Pro Generika Zahl des Monats Oktober ≥ 50 Prozent Das Thema Lieferengpässe ist in der Öffentlichkeit angekommen. Zahlreiche Beiträge informieren die Patienten und sonstige Interessierte. Eine Ursache zeigt eine Analyse des Marktforschungsinstituts INSIGHT Health im Auftrag von Pro Generika auf: Für die wichtigsten Wirkstoffe gibt es auf dem Markt jeweils nur einen Hauptanbieter. In ihrer Erhebung gingen die Experten der Frage nach, wie hoch der Marktanteil des Marktführers bei den 200 absatzstärksten generischen Wirkstoffen war. Das Ergebnis: Bei über der Hälfte dieser Wirkstoffe trägt ein Konzern die Hauptlast der Versorgung – schultert also 50 % und mehr. Fällt dieser aus, können die anderen Hersteller den Ausfall der Produktion nicht kompensieren. Drei besonders herausragende Beispiele: Bei der Wirkstoffkombination Tilidin+Naloxon, von der 2018 mehr als 5 Mio. Packungen abgegeben wurden, sichert ein Konzern 87 % der Versorgung. Die übrigen fünf Anbieter stellten hingegen nur 13 % der benötigten Mengen bereit.

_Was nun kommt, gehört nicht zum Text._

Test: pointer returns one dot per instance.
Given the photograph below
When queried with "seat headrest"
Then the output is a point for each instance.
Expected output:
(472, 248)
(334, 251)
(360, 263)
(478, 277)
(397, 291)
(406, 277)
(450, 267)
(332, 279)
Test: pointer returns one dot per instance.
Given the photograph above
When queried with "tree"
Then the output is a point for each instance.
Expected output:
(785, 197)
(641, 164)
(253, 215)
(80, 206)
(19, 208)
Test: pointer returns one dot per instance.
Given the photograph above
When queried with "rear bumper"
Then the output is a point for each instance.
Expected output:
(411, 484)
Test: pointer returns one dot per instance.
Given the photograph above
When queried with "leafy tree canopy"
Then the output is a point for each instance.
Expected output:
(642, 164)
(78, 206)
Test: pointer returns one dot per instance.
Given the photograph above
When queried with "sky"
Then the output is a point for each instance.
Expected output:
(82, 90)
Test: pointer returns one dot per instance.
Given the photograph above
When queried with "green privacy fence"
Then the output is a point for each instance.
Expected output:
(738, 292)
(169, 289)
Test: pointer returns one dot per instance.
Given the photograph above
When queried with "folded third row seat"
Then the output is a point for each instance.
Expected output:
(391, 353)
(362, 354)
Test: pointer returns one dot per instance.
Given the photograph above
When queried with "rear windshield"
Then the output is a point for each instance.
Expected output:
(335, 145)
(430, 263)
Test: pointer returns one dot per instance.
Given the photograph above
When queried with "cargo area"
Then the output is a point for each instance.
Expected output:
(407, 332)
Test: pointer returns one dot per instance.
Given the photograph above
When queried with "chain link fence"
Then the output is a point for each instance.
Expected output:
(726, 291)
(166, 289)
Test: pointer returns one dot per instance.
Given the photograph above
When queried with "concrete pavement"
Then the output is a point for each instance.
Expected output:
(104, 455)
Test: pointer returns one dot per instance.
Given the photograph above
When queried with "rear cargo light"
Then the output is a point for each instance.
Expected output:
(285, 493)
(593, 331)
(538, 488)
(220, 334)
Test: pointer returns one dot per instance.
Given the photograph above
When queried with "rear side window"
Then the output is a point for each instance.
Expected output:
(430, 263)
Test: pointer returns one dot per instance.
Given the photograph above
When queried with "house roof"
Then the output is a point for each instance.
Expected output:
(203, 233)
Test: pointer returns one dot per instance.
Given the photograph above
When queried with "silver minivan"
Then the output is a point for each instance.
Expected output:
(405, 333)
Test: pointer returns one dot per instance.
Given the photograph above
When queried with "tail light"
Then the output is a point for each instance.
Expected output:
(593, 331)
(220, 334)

Vom Beruhigungsmittel Diazepam wurden 2018 rund 865.000 Packungen abgegeben, davon stellte ein Konzern 76 % her. Für die verbleibenden Prozente waren weitere acht Konzerne zuständig. Das Herzmittel Molsidomin: Davon wurden 2018 mehr als 656.000 Packungen abgegeben – und ein Konzern schulterte 75 %. Die Produktion der restlichen Packungen teilten acht weitere Konzerne unter sich auf. Bei den absatzstarken Medikamenten, so Pro Generika, ist es somit zu einer Versorgungssituation gekommen, die schon vor Jahren in kleineren Wirkstoffmärkten begann: Aufgrund der Rabattvertragsgestaltung der Krankenkassen und des damit einhergehenden Preisdrucks sind immer weniger Unternehmen an der Versorgung interessiert und beteiligt. Die abgebildete Grafik zeigt die Konzentration bei den zweihundert absatzstärksten generischen Wirkstoffen. Es wird deutlich: Nicht selten liegt der Marktanteil bei mehr als 50 %! Nur, wie soll da die deutsche Politik gegensteuern? Etwa die Produktion in Deutschland subventionieren, gegen alle Regeln des Marktes?